The fridge is an integral part of any modern home, and one of the most commonly used appliances. Sadly, all too often this essential tool is neglected and left to deteriorate, becoming dirty and downright unhygienic. With proper cleaning, however, it’s easy enough to keep your fridge pristine.

Not only does this extend its life, but it also ensures the food within it is healthy and safe from harmful bacteria and germs. Never given your fridge a deep clean? Don’t despair, here’s how it’s done.

When to Clean?

A regular, weekly clean out is advised to help you stay on top of things and to ensure old food doesn’t begin to pile up and rot. There are many problems you can encounter in the kitchen, but a dirty fridge doesn’t have to be one of them. It’s best to do a deeper clean at least twice a year. Schedule cleaning sessions for when you know your fridge is likely to be emptier than normal, i.e. before a big shop. In this way, there’s less food you need to worry about keeping cool during the cleaning process.

How to Deep Clean Your Fridge

You might have moved into a new place that already had a fridge, or perhaps you’re moving and want to give your fridge a good going over. Either way, it’s a good idea to empty it, strip it down and thoroughly clean it inside and out.

Step 1: Empty Your Fridge

You’ll need to find somewhere to store the contents of your fridge while you clean it. If you have another fridge available, this is the best solution, otherwise a cool box or a bag loaded with ice packs will do the job for the few hours it takes for your fridge to be ready to go again.

Step 2: Remove and Clean the Shelves and Drawers

With the food taken care of, you can take out the shelves and salad drawers. Take care in doing so, as some models can be a little tricky. If you’re struggling, consult the manual or check online, YouTube is full of video guides.

A simple wash with warm water and washing-up liquid is generally sufficient for the shelves and drawers—just be sure to scrub at any mold that might have built up.

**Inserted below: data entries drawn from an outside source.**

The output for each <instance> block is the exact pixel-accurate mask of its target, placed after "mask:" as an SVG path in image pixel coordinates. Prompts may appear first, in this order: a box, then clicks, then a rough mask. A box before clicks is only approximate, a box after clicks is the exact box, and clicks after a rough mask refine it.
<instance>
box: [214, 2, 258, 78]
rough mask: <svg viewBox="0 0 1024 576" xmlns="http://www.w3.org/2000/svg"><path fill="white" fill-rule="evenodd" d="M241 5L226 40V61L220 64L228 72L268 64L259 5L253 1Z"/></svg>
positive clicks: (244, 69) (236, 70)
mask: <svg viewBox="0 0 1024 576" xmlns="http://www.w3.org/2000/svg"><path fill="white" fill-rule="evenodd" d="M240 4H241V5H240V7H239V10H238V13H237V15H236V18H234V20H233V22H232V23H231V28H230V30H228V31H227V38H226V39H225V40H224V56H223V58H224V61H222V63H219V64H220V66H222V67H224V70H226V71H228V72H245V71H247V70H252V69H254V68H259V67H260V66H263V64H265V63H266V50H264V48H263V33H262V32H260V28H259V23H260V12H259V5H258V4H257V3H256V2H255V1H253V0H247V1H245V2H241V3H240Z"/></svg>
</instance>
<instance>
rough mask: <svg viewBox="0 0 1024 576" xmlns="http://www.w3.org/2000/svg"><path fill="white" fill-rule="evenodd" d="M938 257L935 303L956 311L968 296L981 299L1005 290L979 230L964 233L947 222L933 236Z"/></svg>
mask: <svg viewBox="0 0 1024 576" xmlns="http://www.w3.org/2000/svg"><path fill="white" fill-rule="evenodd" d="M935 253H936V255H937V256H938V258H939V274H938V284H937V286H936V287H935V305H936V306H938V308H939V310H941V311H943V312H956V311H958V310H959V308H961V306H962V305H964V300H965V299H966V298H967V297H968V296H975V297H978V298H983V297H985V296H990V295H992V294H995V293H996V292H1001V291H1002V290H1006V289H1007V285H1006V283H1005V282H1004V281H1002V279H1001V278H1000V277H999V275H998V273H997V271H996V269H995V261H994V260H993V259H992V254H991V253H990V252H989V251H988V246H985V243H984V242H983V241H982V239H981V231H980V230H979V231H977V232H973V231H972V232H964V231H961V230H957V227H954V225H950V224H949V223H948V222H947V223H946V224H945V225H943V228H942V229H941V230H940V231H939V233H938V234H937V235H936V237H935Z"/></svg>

In case of mold, soak any offending parts in boiling water to kill off the spores. Use a toothpick to get any dirt out of the shelf edgings and linings. Take care with glass parts, and allow them to reach room temperature to avoid shattering on contact with hot water.

Finally, rinse everything off and allow to air dry naturally. Be sure that air can circulate around each part to ensure everything dries properly, though you can use a clean, dry towel to finish any stubborn parts off.

Step 3: Wash Inside

While the shelves and drawers are drying, it’s time to tackle the inside. Rather than using warm water to wash the inside, it’s better to use a cold water and sanitizer solution. If you use hot water inside the fridge, it can raise the temperature and prevent you from putting your perishables back in for some time.

Use a sponge, but try to avoid using the scrubbing pad, as this can leave fine scratches in the plastic, allowing bacteria to bed in and thrive. Pay attention to the various grooves for the shelves, and use a soft-bristled toothbrush or cotton buds to scrape the worst of the dirt out.

Focus also on the drip hole, typically located at the back of the fridge. This can often become slimy and should be well washed and sanitized. Once everything inside has been washed and rinsed, dry thoroughly with paper towels. It’s important to dry it out as best you can to prevent bacteria from growing.

Step 4: Wash the Outside

It’s a good idea to keep the outside of your fridge clean as well, paying particular attention to germ hot spots such as handles and the door surrounds. Wash the surfaces as before, and check that the door seals are clean.

It’s often a good idea to vacuum the gap between the doors if you have a fridge/freezer with one on top of the other. Be gentle about it, though, as you don’t want to damage or displace the seal. Finish the door seal with a cold water and sanitizer wash, before drying everything carefully.

Step 5: Cool Down

Before reassembling your fridge and putting the contents back in, be sure to allow it to cool down to around 5 °C or 41 °F. If you don’t have a fridge thermometer, you can place a small glass of water inside and take a thermometer reading every 30 minutes or so.

For odour control, consider putting a small pot of baking soda in the rear of your fridge. This will absorb any smells from more potent dishes or ingredients!